Laura (Belén Rueda) et Carlos (Fernando Cayo) se préparent à ouvrir un foyer pour handicapés dans un beau et grand manoir isolé au bord de la mer – un ancien orphelinat, où Laura fut élevée trente ans auparavant. Leur fils adoptif, Simon (Roger Princep), parle avec des amis imaginaires. Préoccupée par les « amis » de son fils, elle-même en proie à une pulsion régressive, Laura se prête volontiers à une chasse au trésor. Simon tombe, à la fin du jeu, sur son dossier d’adoption. Par quels phénomènes inexplicables ? La confrontation qui suit marque un retour poignant au réalisme : l’enfant hurle que Laura n’est pas sa mère et qu’il va mourir. Il ne tarde pas à disparaître.

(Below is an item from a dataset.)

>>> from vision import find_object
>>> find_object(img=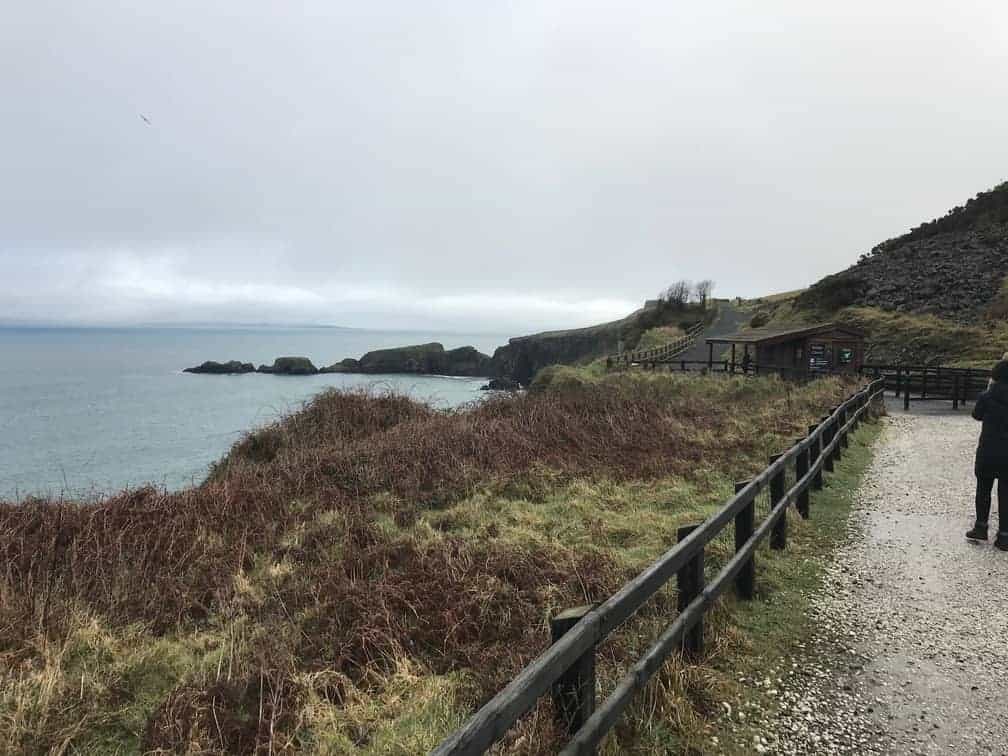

Bayona a clairement choisi de ne pas choisir : ne jamais quitter définitivement le terrain du réalisme, ne jamais plonger sans billet retour dans le fantastique. On perçoit l’héroïne à la fois comme une femme en train de perdre la raison (impossibilité de surmonter la mort d’un fils), et comme une mère qui a raison de croire aux fantômes et aux communications extrasensorielles (ils la mèneront sur la trace de son fils). Chaque phénomène irrationnel trouve son explication rationnelle et psychologique, et chaque phénomène rationnel son prolongement irrationnel. Entre observation et empathie, étude de cas (de qui perd la raison) et voyage dans un monde parallèle (de qui voudrait la perdre), le va et vient continuel, original sur le principe, ne parvient pas à lester le film du poids de l’un et du mystère de l’autre, ne suscitant ni la surprise ni le vertige de qui subitement et simultanément prendrait la (double) mesure des choses et des faits. Ressorts rationnels et irrationnels se succèdent plutôt qu’ils ne se déploient l’un dans l’autre.
La vraie raison de cet échec est peut-être que, sur le double terrain, et quel que soit le point de vue (sur Laura, de Laura), le film ne se dépare jamais d’une sentimentalité molle entre la plainte et les larmes, d’une mauvaise psychologisation qui ralentit et embourbe tous les phénomènes, explicables ou inexplicables. De réelles réussites de détail (le décor, le personnage de Bégonia, le traitement pudique de la monstruosité et de la maladie, l’accueil des pensionnaires masqués, l’épisode des médiums) sont noyées dans un film caoutchouteux. Assez élastique pour accueillir tout un tas d’aspects, pour changer de forme et de volume quand la force d’une situation, d’un personnage, d’un sujet pèse sur lui, et pour, malheureusement, reprendre sa forme et son volume de croisière quand la force en question cesse d’agir. Plus-value du réalisme au sein du fantastique (ou vice-versa), sophistication du scénario, catalogage des épisodes et sujets à traiter, mise en scène sagement illustrative, académisme.